- The July 27, 2005, front page of The Conway Daily Sun
- Type: Free daily newspaper
- Format: Tabloid
- Owner(s): Country News Club, Inc.
- Publisher: Mark Guerringue
- Editor: Adam Hirshan
- Founded: 1989
- Headquarters: 64 Seavey Street North Conway, New Hampshire 03860 United States
- Circulation: 16,100 in 2005
- Price: Free
- Website: conwaydailysun.com

= The Conway Daily Sun =

Free five-day-a-week newspaper in North Conway, New Hampshire

The Conway Daily Sun is a three-day (Tuesday, Thursday, Saturday) free daily newspaper published in North Conway, New Hampshire, United States, covering the Mount Washington Valley. It has been published since 1989 by Country News Club, and was the forerunner of three other Daily Sun newspapers in New Hampshire and Maine.

The Conway Daily Sun was the first newspaper outside of Japan to publish the popular numbers puzzle Sudoku, in September 2004.

== Today ==

Mark Guerringue, one of the three founders of Country News Club, still serves as publisher of The Conway Daily Sun as of early 2012.
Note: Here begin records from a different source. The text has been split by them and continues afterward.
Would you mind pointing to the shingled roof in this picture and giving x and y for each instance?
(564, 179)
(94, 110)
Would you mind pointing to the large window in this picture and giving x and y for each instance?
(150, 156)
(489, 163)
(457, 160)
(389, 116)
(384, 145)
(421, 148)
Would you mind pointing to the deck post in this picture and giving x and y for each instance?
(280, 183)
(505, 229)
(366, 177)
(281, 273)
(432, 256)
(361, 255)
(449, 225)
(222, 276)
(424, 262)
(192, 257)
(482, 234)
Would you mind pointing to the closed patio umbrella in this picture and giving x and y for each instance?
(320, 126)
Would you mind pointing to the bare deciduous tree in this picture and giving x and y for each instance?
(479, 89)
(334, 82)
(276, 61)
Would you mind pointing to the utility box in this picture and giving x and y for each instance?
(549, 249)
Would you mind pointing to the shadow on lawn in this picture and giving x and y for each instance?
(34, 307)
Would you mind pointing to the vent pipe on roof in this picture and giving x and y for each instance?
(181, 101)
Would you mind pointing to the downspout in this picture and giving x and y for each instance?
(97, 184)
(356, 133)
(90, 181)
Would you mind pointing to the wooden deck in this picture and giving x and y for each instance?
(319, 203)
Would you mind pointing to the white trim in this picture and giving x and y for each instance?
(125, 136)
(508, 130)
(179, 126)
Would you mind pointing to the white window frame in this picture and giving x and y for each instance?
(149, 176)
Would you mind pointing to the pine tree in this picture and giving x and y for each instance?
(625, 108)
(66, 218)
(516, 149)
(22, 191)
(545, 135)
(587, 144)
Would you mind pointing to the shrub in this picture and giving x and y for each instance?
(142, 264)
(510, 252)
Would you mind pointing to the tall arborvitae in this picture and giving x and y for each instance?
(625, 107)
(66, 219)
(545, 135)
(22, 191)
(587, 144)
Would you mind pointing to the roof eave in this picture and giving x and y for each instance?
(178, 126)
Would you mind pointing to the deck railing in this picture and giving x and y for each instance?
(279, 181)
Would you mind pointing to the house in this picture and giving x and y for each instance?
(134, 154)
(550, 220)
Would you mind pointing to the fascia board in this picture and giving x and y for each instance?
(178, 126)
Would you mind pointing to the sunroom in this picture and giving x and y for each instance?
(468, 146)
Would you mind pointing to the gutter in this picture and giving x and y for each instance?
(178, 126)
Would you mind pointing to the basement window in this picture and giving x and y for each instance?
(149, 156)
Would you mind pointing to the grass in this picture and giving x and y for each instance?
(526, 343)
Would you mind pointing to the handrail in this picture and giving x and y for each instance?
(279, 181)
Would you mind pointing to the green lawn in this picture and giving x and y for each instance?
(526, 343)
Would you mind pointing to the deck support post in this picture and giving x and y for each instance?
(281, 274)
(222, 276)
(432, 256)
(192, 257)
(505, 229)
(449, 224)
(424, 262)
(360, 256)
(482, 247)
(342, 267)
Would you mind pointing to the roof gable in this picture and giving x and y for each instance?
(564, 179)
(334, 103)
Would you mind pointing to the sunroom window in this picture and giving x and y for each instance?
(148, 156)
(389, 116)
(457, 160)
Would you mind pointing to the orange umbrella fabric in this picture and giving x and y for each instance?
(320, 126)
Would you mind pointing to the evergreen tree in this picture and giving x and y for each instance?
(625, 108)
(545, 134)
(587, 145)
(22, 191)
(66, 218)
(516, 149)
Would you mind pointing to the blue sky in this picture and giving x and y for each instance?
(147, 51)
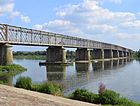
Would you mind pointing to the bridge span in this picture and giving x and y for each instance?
(13, 35)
The Daily Sun circulates in several towns of Carroll County, New Hampshire, including Albany, Bartlett (including Glen), Conway (including Intervale and North Conway), Eaton, Freedom, Jackson, Madison (including Silver Lake), Moultonborough, Tamworth (including Chocorua), Ossipee and Wolfeboro; and two towns in Oxford County, Maine: Fryeburg and Lovell.

Citing advertisement revenue issues, The Conway Daily Sun printed its final Monday edition on October 26, 2009. The paper continues to be published Tuesday through Saturday.

== Sisters and competitors ==
Conway was the first free daily to be launched by Dave Danforth, Mark Guerringue and Adam Hirshan. It was joined a few years later by The Berlin Daily Sun. In 2000, Guerringue and Hirshan partnered with Ed Engler to launch The Laconia Daily Sun in the neighboring Lakes Region of New Hampshire. In 2009, Guerringue and Hirshan teamed with Curtis Robinson to start The Portland Daily Sun in Portland, Maine.

No other daily newspaper is based in Carroll County. Country News Club's closest competitor geographically is The Citizen of Laconia.